Field verification ensured the accuracy of remote sensing interpretations (see Figures 1 and 2).
Database construction enabled integration of spatial data with environmental drivers, forming the foundation for robust ecological analyses.
Reliable field data are critical for validating remote sensing outputs.
A well-structured database improves analytical efficiency and supports multi-variable correlation studies.
Using a Gaussian function, vegetation index time series were fitted to reduce noise and extract key features. A random forest deep learning algorithm classified wetland vegetation into three types (Spartina alterniflora, Phragmites australis, Suaeda salsa). Field validation confirmed classification accuracy from 1990–2022.
Noise in raw vegetation index curves was minimized through Gaussian fitting, improving classification accuracy.
Random forest algorithms amplified interspecies spectral variance, enabling reliable feature extraction and identification.
Spectral features (e.g., vegetation moisture and structure) were crucial for increasing interspecies variance and classification precision.
Curve fitting and noise reduction significantly improved the accuracy of temporal analyses, highlighting the importance of preprocessing raw data.
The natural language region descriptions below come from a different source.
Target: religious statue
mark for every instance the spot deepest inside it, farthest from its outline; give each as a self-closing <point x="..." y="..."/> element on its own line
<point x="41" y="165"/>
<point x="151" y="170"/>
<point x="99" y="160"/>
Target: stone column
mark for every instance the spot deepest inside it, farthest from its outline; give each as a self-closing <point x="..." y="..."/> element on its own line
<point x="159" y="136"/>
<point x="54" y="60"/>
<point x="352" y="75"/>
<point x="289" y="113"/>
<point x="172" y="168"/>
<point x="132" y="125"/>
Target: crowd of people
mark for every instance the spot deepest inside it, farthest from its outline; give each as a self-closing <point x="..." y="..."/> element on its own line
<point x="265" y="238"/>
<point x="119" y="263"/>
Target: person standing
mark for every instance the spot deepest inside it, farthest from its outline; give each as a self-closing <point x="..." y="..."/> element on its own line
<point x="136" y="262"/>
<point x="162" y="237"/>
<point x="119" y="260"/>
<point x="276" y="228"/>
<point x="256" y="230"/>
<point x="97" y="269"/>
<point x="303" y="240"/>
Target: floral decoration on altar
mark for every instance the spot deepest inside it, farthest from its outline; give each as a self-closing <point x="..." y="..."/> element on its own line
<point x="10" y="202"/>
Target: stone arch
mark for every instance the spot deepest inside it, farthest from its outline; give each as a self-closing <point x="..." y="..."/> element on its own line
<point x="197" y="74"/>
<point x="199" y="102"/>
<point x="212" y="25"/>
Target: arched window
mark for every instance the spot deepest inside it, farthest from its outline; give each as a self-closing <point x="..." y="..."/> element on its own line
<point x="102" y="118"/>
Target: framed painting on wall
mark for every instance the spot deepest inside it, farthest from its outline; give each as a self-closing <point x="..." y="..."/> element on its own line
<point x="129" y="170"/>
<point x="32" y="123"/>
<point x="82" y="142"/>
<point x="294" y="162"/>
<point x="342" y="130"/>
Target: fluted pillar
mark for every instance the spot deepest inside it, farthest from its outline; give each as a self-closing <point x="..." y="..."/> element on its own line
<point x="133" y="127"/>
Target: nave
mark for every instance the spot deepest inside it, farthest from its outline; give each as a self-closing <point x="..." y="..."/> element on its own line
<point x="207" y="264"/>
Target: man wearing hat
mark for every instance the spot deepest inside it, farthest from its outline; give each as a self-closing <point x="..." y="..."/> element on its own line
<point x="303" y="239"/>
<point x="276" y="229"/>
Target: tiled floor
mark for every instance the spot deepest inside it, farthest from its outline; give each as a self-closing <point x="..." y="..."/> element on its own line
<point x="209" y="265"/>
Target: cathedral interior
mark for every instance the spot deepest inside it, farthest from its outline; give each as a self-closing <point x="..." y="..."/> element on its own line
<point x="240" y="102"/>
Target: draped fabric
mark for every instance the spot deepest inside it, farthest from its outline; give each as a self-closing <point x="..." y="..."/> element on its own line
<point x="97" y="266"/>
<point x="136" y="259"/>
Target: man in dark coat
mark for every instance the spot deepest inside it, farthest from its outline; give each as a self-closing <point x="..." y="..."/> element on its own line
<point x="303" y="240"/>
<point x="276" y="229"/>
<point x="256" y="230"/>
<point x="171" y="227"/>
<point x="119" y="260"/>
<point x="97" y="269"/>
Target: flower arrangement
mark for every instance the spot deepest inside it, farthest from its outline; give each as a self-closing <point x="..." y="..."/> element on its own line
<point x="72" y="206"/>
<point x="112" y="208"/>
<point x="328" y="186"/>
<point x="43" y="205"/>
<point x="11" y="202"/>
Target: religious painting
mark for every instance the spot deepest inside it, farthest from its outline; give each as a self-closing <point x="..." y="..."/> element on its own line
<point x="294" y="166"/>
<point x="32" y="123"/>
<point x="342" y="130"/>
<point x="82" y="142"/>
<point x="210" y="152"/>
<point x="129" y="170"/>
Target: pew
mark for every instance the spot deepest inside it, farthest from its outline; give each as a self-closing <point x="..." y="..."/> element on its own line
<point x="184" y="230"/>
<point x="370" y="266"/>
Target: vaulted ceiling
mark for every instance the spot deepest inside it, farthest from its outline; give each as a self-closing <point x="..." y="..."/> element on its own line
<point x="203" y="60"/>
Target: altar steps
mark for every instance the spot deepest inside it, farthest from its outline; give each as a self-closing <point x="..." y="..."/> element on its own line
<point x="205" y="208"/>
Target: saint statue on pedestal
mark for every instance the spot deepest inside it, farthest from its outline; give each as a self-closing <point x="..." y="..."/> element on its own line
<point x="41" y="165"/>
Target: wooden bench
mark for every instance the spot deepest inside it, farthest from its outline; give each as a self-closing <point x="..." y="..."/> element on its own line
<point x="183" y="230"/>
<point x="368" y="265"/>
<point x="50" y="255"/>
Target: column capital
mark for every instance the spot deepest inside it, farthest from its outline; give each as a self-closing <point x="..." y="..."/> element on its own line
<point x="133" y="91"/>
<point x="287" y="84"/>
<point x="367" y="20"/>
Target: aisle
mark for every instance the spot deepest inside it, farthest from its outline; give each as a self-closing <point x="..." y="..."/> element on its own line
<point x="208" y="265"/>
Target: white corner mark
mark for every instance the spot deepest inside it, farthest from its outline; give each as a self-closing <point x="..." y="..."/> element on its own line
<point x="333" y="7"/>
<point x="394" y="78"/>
Using the Google Earth Engine (GEE) platform, Landsat TM/OLI series remote sensing data from 1990 to 2022 were collected, covering TM5, ETM+7, OLI8, and OLI9. Key spectral bands (near-infrared, red, and green light) were fused to ensure high-quality data for subsequent analysis.
Remote sensing images with ≤10% cloud cover were selected for radiometric and atmospheric corrections through batch processing.
Thematic information extraction leveraged band combinations that emphasized vegetation characteristics (e.g., NIR bands for vegetation reflectance peaks).
Limitations in resolution (spatial, temporal, and spectral) can introduce errors, necessitating robust corrections (radiometric/geometric).
Data fusion between satellites was crucial for achieving consistent long-term datasets, but this step required additional processing to align temporal and spatial resolutions.